Excess & Surplus Lines’ NPW remained almost flat year over year at $62.1 million. The segment has benefited from increase in renewal pure price and new business partly negated by lower renewal and endorsement activity. Combined ratio also deteriorated 1510 bps to 112% due to higher catastrophe losses.

Financial Update

Selective Insurance exited the third quarter with total assets of $9.5 billion, which was 8% above the level at December 2019 end.

As of Sep 30, 2020, book value per share was $40.00, up 8% from the level as of 2019 end. Annualized non-GAAP operating return on equity was 10.9% in the quarter under review, down 30 bps year over year.

Dividend Hike

Concurrent with the third-quarter earnings release, the company’s board of directors approved a 9% hike in the quarterly cash dividend. The new dividend of 25 cents per share will be payable on Dec 1, 2020 to shareholders of record as on Nov 13.

2020 Guidance Revised

The company estimates GAAP combined ratio, excluding catastrophe losses, in the range of 88% to 89%, indicating an improvement from the earlier guidance of 90 in the second quarter. The guidance includes catastrophe losses of 800 bps.

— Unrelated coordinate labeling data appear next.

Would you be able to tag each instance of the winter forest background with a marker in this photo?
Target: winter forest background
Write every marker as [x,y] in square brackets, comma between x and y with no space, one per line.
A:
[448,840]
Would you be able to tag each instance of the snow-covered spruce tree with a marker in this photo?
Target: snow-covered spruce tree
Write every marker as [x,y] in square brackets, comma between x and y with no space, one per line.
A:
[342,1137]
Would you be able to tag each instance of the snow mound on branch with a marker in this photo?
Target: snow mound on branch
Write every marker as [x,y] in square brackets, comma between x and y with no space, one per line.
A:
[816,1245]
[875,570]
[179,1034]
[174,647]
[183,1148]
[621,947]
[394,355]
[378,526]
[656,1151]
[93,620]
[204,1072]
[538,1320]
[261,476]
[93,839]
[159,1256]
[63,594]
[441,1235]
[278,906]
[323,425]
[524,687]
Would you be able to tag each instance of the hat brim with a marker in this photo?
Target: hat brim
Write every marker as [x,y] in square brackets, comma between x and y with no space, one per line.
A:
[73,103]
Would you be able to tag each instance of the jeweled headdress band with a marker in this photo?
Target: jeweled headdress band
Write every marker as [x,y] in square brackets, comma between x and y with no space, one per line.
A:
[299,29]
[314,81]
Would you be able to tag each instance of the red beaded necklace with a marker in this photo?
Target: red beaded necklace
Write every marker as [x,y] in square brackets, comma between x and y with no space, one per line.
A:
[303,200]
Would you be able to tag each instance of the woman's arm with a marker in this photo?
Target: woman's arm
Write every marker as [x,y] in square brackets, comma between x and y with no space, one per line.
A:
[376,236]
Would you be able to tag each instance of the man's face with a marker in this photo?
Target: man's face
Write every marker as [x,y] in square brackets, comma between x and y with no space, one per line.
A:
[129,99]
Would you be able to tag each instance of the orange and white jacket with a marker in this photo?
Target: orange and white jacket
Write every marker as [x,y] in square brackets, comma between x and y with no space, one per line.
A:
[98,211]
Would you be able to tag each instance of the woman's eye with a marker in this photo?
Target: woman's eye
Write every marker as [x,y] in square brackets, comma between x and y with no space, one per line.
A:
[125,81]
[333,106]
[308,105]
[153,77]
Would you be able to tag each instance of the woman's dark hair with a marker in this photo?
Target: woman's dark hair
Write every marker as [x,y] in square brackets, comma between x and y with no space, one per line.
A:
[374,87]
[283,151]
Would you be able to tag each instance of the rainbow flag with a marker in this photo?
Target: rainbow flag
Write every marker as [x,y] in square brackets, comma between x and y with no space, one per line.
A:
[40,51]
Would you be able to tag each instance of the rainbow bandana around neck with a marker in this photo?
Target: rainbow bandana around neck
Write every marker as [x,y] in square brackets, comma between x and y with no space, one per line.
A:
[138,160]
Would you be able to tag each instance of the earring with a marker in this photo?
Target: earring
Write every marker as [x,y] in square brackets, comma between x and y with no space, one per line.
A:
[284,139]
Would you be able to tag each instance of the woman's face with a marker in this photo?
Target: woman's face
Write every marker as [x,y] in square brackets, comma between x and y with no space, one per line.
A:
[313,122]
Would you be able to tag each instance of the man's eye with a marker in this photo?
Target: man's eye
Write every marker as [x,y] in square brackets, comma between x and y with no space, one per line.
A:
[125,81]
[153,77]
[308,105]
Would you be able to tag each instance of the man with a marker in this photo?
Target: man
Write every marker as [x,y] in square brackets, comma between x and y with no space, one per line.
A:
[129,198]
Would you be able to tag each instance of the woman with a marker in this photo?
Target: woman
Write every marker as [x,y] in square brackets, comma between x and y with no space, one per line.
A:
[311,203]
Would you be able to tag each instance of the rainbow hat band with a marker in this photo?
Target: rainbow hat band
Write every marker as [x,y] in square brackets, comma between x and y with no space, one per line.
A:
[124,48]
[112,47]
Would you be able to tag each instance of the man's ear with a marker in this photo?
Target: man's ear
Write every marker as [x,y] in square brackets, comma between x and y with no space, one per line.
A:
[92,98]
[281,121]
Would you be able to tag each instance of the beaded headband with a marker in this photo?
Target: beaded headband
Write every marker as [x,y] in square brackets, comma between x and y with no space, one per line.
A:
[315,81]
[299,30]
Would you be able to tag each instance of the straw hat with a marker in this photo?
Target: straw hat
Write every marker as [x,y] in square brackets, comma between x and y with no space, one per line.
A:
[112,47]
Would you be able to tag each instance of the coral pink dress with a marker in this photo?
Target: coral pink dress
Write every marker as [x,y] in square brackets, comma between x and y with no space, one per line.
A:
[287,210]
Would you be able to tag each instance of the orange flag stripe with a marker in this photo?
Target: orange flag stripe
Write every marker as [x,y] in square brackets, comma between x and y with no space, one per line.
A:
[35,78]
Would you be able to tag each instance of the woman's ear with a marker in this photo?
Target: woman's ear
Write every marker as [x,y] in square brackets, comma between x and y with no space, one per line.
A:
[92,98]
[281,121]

The company projects an after-tax investment income of $175 million, $5 million higher than the second-quarter 2020 guidance of $170 million. It now expects after-tax net investment income from alternative investments to be $10-$15 million.

Overall effective tax rate is expected to be around 18.5%, which comprises an effective tax rate of 18.5% for net investment income, indicating a tax rate of 5.25% for tax-advantaged municipal bonds and a tax rate of 21% for all other items.

How Have Estimates Been Moving Since Then?

It turns out, fresh estimates have trended upward during the past month.

VGM Scores

Currently, Selective Insurance has a nice Growth Score of B, though it is lagging a lot on the Momentum Score front with an F. However, the stock was allocated a grade of B on the value side, putting it in the second quintile for this investment strategy.

Overall, the stock has an aggregate VGM Score of B. If you aren't focused on one strategy, this score is the one you should be interested in.

Outlook

Estimates have been trending upward for the stock, and the magnitude of these revisions looks promising. Notably, Selective Insurance has a Zacks Rank #3 (Hold). We expect an in-line return from the stock in the next few months.